Two of the most noble sights are Waimea Canyon on Kauai and Haleakala Crater on the island of Maui. Looking down at Waimea you can see the bosun birds that nest there, drifting like white moths or the souls of Homeric heroes. At the lookout are slow dragonflies the size of sparrows. Haleakala is brown, the color of cinders, and ultimately quiet save for the motors of movie cameras. At the summit are dandelions and bluebottles gadding about sandwich wrappers. There are African tulip trees on the road to Waimea. You can make water pistols out of the blossoms. The road to Haleakala winds upward through eucalyptus groves, cloud banks and volcanic rubble. Although it is often only wide enough for a single car there is a prudent white line down its center.
One day we drove from Wailuku to Hana on Maui. Maui was a Polynesian demigod who was raised by jellyfish, made the birds visible and died, betrayed by man's laughter, when he was striving to make him immortal. The road follows the coast and has many turnings. Along the way are pools fed by waterfalls. The pools are cold, but if you swim across them—a few strokes—and crouch under the falls, the water is unexpectedly hot. As it falls in thin sheets it is quickly heated by the sun. There usually are rainbows in the waterfalls, too.
I saw the mongoose by the side of the road, trotting the other way. It glanced back with dark, insolent eyes, as nervy as Kafka's jackal. Mongooses, of course, are not native to Hawaii but were imported to kill rats (there are no snakes in the islands) which slipped ashore on hawsers and multiplied. Many plants, animals and birds have been brought in, often, alas, without regard to ecology.
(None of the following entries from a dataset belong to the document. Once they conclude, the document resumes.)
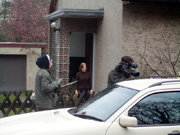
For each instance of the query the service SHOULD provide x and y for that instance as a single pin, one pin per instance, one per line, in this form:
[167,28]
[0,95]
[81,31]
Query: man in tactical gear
[122,71]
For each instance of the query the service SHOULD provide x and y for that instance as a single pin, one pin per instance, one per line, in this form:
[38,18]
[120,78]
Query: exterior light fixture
[53,26]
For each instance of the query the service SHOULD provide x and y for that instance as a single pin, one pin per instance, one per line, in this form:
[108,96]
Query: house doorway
[81,50]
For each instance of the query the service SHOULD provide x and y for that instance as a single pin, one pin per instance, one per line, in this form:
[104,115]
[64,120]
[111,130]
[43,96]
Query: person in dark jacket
[84,82]
[44,85]
[118,73]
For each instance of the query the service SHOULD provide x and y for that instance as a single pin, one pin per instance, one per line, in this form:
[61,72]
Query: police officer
[116,74]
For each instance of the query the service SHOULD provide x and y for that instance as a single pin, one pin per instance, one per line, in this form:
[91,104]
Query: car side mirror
[126,121]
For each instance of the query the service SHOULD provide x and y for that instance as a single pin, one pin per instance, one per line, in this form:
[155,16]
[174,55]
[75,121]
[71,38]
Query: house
[17,65]
[100,32]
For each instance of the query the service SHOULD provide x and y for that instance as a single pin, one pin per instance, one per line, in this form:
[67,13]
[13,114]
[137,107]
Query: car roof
[141,84]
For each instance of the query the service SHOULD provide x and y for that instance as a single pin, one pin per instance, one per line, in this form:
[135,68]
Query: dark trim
[76,13]
[23,45]
[159,1]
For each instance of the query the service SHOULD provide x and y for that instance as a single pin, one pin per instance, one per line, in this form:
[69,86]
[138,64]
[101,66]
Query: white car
[134,107]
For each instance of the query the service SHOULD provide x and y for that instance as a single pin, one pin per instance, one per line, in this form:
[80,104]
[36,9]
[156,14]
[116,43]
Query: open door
[81,50]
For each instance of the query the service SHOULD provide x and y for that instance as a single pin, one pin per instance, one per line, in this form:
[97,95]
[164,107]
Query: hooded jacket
[44,85]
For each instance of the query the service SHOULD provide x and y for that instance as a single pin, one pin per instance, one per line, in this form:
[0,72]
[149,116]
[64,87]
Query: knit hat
[43,61]
[127,59]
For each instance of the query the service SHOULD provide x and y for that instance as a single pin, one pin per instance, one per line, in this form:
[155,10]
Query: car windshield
[106,103]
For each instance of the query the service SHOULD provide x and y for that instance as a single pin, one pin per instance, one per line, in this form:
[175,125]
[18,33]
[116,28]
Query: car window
[160,108]
[104,104]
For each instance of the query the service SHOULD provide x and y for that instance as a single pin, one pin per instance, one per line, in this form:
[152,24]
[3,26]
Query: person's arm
[77,78]
[47,84]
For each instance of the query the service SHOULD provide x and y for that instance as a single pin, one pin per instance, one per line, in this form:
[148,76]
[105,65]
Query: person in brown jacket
[84,82]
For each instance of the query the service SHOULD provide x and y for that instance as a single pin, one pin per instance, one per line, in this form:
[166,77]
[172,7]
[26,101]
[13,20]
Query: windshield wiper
[87,117]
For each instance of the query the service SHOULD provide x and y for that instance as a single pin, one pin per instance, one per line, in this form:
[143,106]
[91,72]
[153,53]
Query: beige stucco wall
[148,31]
[108,36]
[31,54]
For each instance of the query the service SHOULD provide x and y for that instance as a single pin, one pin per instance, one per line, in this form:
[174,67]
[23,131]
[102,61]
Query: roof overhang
[76,13]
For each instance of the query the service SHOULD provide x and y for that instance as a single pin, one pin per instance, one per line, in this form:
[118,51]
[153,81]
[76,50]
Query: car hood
[53,122]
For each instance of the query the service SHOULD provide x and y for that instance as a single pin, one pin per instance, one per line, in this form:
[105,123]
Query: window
[160,108]
[107,102]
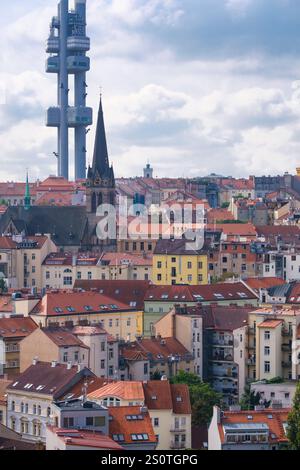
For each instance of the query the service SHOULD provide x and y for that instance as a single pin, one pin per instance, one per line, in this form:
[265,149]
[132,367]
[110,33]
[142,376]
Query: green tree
[250,400]
[3,287]
[203,397]
[293,431]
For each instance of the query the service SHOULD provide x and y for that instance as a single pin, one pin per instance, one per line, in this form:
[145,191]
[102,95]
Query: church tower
[101,187]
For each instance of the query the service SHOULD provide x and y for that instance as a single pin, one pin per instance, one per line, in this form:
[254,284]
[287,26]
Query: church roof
[66,225]
[100,167]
I once saw eastern cardinals flying by the beach. It was like seeing pelicans in Jersey City. A signal date in the history of Maui is 1826. Mosquitoes were introduced from Mexico that year. They have thrived formidably, too.
Myna birds are commonly seen by the roadside, particularly in built-up areas. They are chiefly brown with big feet and thick yellow legs like old-fashioned soda straws. A restaurant in Kokee on Kauai had a myna bird from the Philippines that said aloha in 10 different voices and inflections. It didn't know what aloha meant, however. If you asked the bird its name, it would say aloha. If you said aloha, it would tell you its name. It also imitated passing automobiles and whistled cheekily.
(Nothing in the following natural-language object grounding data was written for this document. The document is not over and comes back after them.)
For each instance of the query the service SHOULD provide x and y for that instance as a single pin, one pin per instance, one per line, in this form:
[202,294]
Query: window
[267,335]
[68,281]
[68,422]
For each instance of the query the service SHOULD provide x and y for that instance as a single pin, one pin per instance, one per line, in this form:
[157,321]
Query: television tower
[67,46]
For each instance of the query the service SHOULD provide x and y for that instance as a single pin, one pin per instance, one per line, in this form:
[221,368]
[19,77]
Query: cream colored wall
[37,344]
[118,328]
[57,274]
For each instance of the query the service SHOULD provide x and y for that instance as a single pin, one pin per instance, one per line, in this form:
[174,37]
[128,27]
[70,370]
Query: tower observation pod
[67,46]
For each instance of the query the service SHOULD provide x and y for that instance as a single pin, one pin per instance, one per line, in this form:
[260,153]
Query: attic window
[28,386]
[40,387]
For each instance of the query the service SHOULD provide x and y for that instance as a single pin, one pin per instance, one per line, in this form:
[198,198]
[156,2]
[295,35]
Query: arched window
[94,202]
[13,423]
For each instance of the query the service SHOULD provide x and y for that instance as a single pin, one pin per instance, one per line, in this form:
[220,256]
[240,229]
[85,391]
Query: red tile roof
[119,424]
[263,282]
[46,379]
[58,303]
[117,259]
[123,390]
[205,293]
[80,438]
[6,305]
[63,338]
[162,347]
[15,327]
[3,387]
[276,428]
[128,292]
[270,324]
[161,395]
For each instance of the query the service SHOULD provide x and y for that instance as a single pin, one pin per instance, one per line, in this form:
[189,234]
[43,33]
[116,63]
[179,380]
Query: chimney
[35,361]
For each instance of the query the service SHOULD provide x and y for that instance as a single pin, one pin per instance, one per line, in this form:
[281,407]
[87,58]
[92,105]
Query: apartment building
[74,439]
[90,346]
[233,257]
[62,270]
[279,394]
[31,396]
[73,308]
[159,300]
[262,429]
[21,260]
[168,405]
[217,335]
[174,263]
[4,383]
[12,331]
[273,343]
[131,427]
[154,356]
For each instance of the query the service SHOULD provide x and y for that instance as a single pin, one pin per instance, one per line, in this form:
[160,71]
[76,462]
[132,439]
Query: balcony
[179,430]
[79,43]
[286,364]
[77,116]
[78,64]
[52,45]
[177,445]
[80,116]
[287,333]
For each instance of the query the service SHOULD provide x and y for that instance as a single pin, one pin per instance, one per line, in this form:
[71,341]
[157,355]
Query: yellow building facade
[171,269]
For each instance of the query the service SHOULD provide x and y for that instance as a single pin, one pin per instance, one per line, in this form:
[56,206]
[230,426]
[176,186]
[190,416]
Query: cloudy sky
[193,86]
Aloha, which means hello or goodby like the Italian ciao, is the most celebrated Hawaiian expression. Its only rival is "hello dere." Tony Kunimura, a Kauai politician, explained how this became part of the language. Many years ago, when Captain Cook's ships first appeared on the horizon—the Hawaiians thought they were white clouds—the natives ran down to the beach and shouted aloha. Captain Cook regarded them through his glass, then, taking up his megaphone, replied, "Hello dere!"
Late at night in certain places big toads, called bufos, regularly cross the road mile after mile in your headlights. I learned this only because Tony and I passed a long evening at a Japanese inn, eating opihis and pipipi, drinking coffee, and talking politics with visitors; it appeared to be the local salon or back room. Opihis are limpets and are eaten raw, sucked in a single, sharp inhalation out of the shell. Pipipi are like winkles. You boil up a whole mess of them and spear them with a straight pin, winkling them out of their twisted houses. There is a little shell door you have to flip off first. Eating pipipi is a compulsive act, like eating salted peanuts, and needs dexterity. (On a rocky point on Maui I have seen hermit crabs in old pipipi shells. The crabs have blue amazed eyes and black-and-white feet. There are several such promontories where waves wash over the disorderly rocks into shallow pools. They are violent when the seas rush in but are filled, nonetheless, with little sublime reef fish.)